Local authorities have warned of further cuts in the immediate future. Glasgow City Council, on the basis of funding packages offered from the Scottish government, is anticipating cuts of up to £100 million over the next three years. The city’s block grant has been cut by £13 million this year alone and another trawl is being made for “voluntary” redundancies.
One typical measure is the city council’s 40 percent reduction in funding the popular Glasgow Association for Mental Health (GAMH). Employing 120 staff, GAMH offers support to as many as 1,000 people weekly with a wide range of mental health problems, many of whom will receive no support should the service collapse. Deprived of GAMH, service users for the citywide charity will only come to the authorities’ attention when they are in prison, hospitalised or in the midst of a social-work emergency.
Highland Council, run by an SNP-led coalition, recently announced 1,000 jobs would be shed over the next five years, while school days would be made shorter, and teacher numbers reduced.
Labour-run East Renfrewshire, as part of its “Shaping the Future” scheme to cut £20 million and shed 200 workers, has floated a proposal to drastically reduce the working hours of its school librarians while encouraging senior pupils to take over the running of the service. The document includes an array of other penny-pinching measures such as saving £164,600 by axing a garden assistance scheme for elderly people. £600,000 is to be raised by selling the entire residential care service for the elderly “to a third sector or private provider.”
While public-sector workers, young, elderly and vulnerable service users bear the impact of the cuts, the SNP budget also includes measures directly aimed at servicing its support base in the management of small-and medium-sized business.
The budget statement boasts a reduction in “the tax burden on businesses by around £615 million in 2015-16 through our business rates relief package”. Swinney offered new opportunities for “reform” of public services by “partnership working between the public sector, third sector, business and local communities”—in other words, further privatisation, semi-privatisation and hiving off of vital services to charities and voluntary groups.
Shortly after the budget announcement, the Scottish government told a National Public Procurement Conference in Glasgow that the SNP-instigated Public Contracts Scotland online portal had doubled to 12,000 the number of public-sector contracts won by “home”, i.e., Scottish, companies. Swinney announced Scotland as “the best place in Europe to do business with the public sector.”
Media reporting of Swinney’s budget concentrated on a new tax—the Land and Building Savings Transaction Tax—on property sales above the low value of £135,000. Because the tax increases fairly rapidly beyond the figure of £325,000 in proportion to the value of the house, this was presented as a measure to “clobber the rich,” as a Times correspondent put it. It is, of course, nothing of the sort, being little more than a marginal tinkering with a previously UK-administered tax.
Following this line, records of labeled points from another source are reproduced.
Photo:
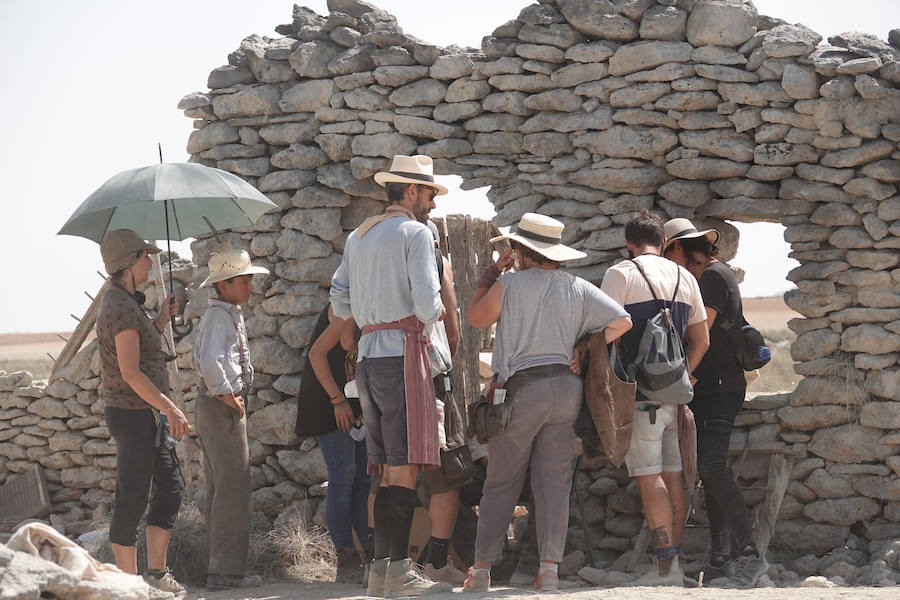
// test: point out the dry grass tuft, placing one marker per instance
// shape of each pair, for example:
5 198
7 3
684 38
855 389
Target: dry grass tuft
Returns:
290 550
778 375
293 550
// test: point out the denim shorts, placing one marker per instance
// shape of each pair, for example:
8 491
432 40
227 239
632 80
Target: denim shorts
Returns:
382 396
654 447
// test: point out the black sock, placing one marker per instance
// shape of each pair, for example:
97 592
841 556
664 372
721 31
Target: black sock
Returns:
437 551
401 502
381 547
370 545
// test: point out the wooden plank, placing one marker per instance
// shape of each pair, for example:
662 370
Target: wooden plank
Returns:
767 448
780 469
80 334
23 497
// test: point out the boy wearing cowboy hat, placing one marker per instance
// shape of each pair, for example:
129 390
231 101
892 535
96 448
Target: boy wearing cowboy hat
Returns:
221 356
388 282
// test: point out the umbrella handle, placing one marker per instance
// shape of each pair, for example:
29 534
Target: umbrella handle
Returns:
189 327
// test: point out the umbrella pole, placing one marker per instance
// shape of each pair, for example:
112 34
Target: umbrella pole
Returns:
190 326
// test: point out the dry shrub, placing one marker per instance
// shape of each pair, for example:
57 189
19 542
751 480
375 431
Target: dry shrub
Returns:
778 375
293 550
290 550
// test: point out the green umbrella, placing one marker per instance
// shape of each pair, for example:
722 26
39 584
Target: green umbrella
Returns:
168 201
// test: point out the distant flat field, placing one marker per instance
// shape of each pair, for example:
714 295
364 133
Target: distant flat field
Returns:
30 346
768 314
764 313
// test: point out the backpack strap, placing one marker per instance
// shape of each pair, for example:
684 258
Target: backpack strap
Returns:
659 303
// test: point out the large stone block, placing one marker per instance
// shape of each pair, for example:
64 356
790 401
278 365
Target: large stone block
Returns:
727 23
600 20
629 142
640 56
308 96
828 390
806 536
306 468
850 444
844 511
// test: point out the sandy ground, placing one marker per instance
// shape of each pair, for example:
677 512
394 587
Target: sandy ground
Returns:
324 591
769 314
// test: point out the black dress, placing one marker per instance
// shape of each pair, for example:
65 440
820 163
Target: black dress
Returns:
315 414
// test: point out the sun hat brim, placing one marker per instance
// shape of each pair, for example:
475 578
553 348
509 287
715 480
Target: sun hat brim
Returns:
712 235
384 177
557 252
250 270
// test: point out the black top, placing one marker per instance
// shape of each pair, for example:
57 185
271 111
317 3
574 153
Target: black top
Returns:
315 415
719 368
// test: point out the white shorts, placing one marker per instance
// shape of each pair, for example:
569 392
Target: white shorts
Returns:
654 448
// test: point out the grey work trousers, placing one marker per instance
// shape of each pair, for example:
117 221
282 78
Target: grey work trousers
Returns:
226 462
541 435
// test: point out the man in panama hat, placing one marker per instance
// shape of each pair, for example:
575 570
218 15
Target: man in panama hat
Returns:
222 358
388 282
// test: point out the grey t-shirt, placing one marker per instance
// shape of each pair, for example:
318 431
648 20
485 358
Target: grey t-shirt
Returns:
544 312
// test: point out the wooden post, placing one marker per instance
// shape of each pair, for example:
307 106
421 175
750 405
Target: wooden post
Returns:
174 382
469 251
73 345
780 468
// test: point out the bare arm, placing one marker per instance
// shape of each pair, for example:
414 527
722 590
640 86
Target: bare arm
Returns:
128 356
617 328
318 358
448 298
484 307
697 338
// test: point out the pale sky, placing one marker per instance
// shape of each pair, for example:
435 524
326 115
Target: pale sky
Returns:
92 86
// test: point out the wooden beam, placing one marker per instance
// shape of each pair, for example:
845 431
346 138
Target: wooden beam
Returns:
80 334
780 468
174 382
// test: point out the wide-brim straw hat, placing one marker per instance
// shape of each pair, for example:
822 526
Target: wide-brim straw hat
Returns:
683 229
418 169
542 234
228 264
120 247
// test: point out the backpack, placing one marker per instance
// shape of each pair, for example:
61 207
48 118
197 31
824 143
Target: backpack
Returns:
660 367
749 346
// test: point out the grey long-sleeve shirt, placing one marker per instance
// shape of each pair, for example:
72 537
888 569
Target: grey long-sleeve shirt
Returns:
388 274
221 336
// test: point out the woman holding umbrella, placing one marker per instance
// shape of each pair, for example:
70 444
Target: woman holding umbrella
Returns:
134 388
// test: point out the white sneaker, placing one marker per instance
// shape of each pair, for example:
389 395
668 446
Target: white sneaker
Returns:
404 578
448 573
652 578
165 581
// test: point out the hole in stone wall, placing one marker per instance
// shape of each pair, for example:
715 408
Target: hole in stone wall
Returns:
763 256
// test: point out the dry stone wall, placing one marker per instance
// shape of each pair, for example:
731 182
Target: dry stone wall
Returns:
586 110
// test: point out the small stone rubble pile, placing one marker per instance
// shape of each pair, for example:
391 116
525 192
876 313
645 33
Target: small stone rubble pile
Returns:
585 110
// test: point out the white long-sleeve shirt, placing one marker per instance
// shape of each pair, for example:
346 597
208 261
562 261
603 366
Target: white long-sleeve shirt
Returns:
221 341
388 274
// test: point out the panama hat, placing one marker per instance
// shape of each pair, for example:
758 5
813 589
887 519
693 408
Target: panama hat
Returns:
542 234
120 247
230 263
683 229
417 169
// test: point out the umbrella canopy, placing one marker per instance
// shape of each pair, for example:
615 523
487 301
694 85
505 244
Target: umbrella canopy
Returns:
168 201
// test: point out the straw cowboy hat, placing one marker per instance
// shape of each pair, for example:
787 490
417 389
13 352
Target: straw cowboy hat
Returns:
542 234
683 229
417 169
230 263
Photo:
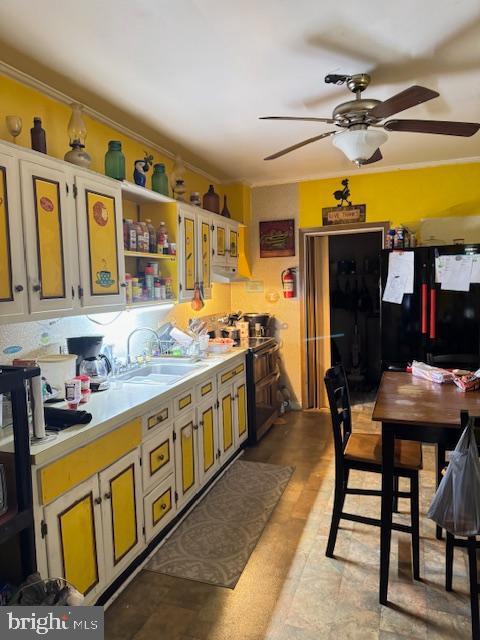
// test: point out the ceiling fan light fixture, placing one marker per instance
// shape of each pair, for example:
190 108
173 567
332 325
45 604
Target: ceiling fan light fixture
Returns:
359 144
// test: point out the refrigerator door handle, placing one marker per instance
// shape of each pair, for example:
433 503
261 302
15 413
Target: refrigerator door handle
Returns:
424 293
433 313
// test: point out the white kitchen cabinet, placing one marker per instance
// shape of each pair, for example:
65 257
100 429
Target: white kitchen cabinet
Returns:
122 517
159 507
100 244
240 420
195 252
50 238
74 538
13 281
186 457
208 445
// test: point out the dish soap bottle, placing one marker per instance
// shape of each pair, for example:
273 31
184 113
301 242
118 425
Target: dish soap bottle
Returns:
38 136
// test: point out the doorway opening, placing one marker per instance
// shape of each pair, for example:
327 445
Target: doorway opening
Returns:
341 309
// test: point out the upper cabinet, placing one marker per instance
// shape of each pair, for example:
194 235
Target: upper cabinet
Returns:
50 238
61 239
13 282
100 243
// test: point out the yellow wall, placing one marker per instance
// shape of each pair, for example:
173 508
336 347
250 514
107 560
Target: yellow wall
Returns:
401 197
20 100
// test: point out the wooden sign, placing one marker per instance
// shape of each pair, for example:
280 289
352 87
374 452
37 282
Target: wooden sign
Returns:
343 215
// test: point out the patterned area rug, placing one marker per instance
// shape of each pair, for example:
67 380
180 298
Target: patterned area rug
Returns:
214 542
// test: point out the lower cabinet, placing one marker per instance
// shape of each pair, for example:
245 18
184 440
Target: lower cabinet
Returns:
159 507
186 457
240 414
74 538
120 492
208 447
94 530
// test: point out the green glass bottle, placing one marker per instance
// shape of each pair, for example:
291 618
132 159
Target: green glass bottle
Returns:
115 161
159 179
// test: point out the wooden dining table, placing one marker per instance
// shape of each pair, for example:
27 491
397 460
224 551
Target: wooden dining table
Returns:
412 408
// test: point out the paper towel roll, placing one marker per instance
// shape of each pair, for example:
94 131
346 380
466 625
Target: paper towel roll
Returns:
37 407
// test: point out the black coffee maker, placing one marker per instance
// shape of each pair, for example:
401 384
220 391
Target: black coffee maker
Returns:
90 361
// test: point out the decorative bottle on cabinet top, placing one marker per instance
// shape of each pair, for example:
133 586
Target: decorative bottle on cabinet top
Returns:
211 201
38 136
159 179
115 161
225 211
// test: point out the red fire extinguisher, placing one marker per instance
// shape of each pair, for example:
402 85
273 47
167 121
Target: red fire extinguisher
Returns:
289 282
Not a few workers and young people have been taken in by the deluge of “Yes” propaganda promising all manner of riches in the event of independence. But those new members with most to gain, and most likely to stay in the SNP, are those seeking to benefit from the further destruction and selloff of social and welfare services.
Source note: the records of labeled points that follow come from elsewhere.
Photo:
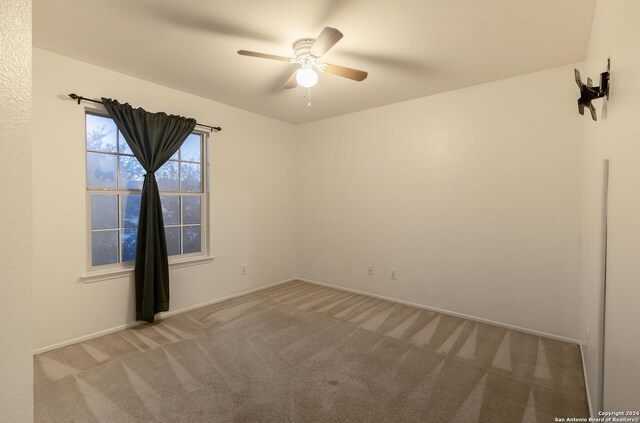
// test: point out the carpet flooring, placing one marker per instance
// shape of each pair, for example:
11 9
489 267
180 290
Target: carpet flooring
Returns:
299 352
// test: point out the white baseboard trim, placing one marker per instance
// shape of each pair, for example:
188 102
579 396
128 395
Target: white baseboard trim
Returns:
586 381
449 312
159 316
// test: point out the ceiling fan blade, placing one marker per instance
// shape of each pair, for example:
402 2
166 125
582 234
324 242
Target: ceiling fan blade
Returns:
327 39
265 56
291 82
355 74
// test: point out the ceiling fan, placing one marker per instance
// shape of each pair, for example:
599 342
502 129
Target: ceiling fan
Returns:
307 54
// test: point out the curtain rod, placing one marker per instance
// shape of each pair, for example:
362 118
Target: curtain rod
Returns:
79 98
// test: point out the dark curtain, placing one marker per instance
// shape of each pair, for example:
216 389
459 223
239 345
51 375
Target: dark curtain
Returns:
153 138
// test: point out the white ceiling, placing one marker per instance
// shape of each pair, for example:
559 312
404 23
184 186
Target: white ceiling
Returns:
411 48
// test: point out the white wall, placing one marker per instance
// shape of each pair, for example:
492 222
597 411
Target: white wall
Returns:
16 365
615 34
252 201
472 195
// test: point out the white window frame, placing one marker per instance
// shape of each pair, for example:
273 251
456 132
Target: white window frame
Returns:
120 269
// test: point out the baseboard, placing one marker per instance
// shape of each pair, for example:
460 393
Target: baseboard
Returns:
449 312
159 316
586 381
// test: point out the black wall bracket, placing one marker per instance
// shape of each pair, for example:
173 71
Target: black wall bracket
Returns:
589 93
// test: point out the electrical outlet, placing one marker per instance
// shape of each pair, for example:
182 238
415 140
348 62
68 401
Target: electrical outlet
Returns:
394 274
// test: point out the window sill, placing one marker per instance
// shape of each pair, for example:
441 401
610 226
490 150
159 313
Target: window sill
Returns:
102 275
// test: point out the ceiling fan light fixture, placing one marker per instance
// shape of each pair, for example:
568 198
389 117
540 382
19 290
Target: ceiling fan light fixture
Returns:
306 77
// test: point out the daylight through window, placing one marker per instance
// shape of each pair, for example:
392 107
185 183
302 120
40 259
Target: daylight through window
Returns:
114 183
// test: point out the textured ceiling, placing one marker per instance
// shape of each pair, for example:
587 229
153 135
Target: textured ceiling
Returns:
410 48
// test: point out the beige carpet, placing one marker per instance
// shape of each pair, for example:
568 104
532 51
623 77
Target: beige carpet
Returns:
299 352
Above all, this includes the ex-left. Last week, at the SNP’s annual conference, the party approved arrangements whereby prominent “Yes” campaigners who are not SNP members can be adopted as parliamentary candidates for “SNP–Yes for Scotland”. The notion of joint candidates, approved by the ex-left Scottish Socialist Party, opens the door to the ex-left winning lucrative parliamentary seats on the back of the SNP membership surge.